Daniel Ehbudzhuo

Personal information
- Full name: Daniel Oskar Ehbudzhuo
- Date of birth: 4 January 2002 (age 23)
- Place of birth: Kurylivka, Ukraine
- Height: 1.79 m (5 ft 10 in)
- Position(s): Right-back

Team information
- Current team: Arminia Hannover

Youth career
- 2013–2017: Metalist Kharkiv
- 2017–2019: Shakhtar Donetsk

Senior career*
- Years: Team / Apps / (Gls)
- 2019–2022: Shakhtar Donetsk / 0 / (0)
- 2021–2022: → Vovchansk (loan) / 9 / (0)
- 2024–: Arminia Hannover / 0 / (0)

International career^{‡}
- 2017–2018: Ukraine U16 / 9 / (0)
- 2018–2019: Ukraine U17 / 11 / (0)

= Daniel Ehbudzhuo =

Ukrainian footballer

Daniel Oskar Ehbudzhuo (Даніель Оскар Егбуджуо; born 4 January 2002) is a Ukrainian professional footballer who plays as a right-back for Arminia Hannover.

==Career==
Born in Kurylivka, Kupiansk Raion, Ehbudzhuo began his career in the neighbouring Metalist Kharkiv and after continued in the Shakhtar Donetsk academy.

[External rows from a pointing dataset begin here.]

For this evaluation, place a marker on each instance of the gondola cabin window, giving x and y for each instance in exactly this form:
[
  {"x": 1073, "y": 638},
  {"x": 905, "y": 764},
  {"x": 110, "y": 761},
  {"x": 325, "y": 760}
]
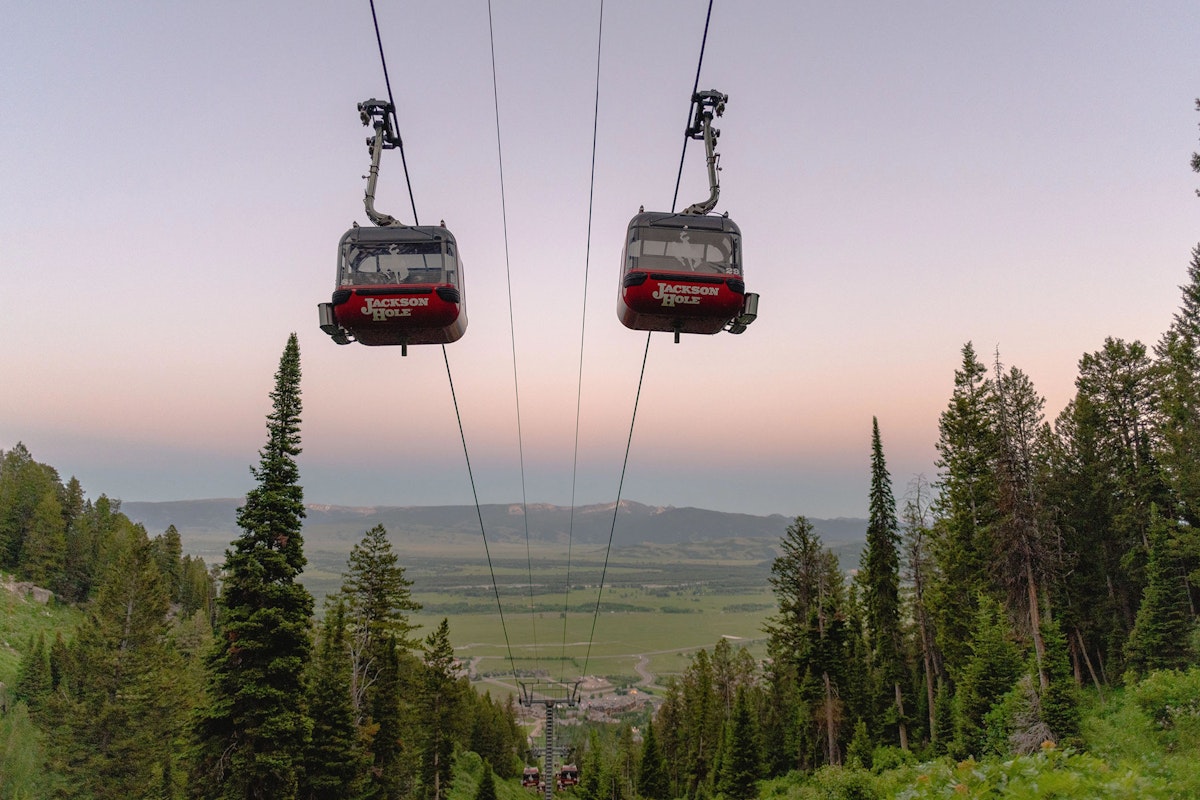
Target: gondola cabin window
[
  {"x": 683, "y": 250},
  {"x": 399, "y": 263}
]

He played in the Ukrainian Premier League Reserves and never made his debut for the senior Shakhtar Donetsk's squad. In July 2021 Ehbudzhuo signed a year loan contract with the Ukrainian Second League's side Vovchansk and made the debut for this team as a start-squad player in a home draw against Metalurh Zaporizhzhia on 25 July 2021.